十話
裏道に向かい歩きながら先ほどルシエール様から聞いた話を思い返す。
子供を作る術。
人間の女性は、どんな種族の子供でも産めるらしいです。
ただし、男性の種族が産まれるらしく人間の子供は産まれないとか。
逆に人間以外の女性と、人間の男性では産まれる事は無いらしいです。
探しに行くというからには、既にカイリーアさんに子供を作ろうとしてダメだったのでしょうね。
子供が出来ない為に反対されてる点もありましたから。
その辺を調べに町を出たというのは、探す手がかりになりそうです。
しかし…
「子供はどうやったら出来るのでしょう?」
こんなことになるなら母さんかローザねえちゃんに聞いておけばよかった。
せっかくの手がかりです。王都に着いたら誰かに教えてもらいましょう。
◆
ドォドォと響く音とここまで返ってくる水飛沫。
先日も通ったマザーロックの雪解け水を流す川は途中から巨大な滝となって地に落ちる。
落差70メル。
アルメッテの町を放棄する際の緊急路であり、裏出口等呼ばれることも。
なぜ裏”出口”かと言われると、入れないからですね。
ここを抜けると麓の一番近い村まで2日で行けます。
便利なのですが荷物を持って降りれない為に普段は使用されません。
滝口に飛び込み板のような物はありません。
ロープに繋がれた板が滝口に向けて何枚か浮き沈みしているので、それを伝って飛び込むのです。
腐ってなければいいけど。
「モトの村での番号は今は3・3・1・2だからね。はい復唱」
「はっ!3・3・1・2覚えました」
「よろしい。では、任務遂行願います」
推薦状が入ったケースを受け取りさっと敬礼をします。私はこれがへたくそで何度も怒鳴られました。最近やっと及第点が貰えるようになったくらい苦手です。
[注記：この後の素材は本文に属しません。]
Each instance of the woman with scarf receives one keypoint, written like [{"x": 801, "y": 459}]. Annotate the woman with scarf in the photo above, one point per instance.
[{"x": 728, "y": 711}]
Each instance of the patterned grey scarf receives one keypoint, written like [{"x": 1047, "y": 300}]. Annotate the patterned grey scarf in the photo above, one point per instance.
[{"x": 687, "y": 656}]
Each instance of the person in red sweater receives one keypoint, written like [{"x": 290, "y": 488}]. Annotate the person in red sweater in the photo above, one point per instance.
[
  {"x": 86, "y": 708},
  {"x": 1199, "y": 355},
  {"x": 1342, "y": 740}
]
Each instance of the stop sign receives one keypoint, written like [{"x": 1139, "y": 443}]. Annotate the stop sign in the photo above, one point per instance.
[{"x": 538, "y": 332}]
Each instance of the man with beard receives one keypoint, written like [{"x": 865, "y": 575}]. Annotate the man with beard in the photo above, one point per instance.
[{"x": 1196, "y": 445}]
にこりと笑って敬礼を返してくれるアルメッテ様。合格のようです。
さて、行きますか…の前に
「ロザリー様にお伝え下さい。必ずランドルト様を連れて参りますと」
あれからロザリー様にお会いしておりません。
責任感の強いロザリー様です。家族の問題で人に頼る事を許せないとかお考えなのでしょうけど、誰かを頼るのは悪い事ではないと思うのですよ。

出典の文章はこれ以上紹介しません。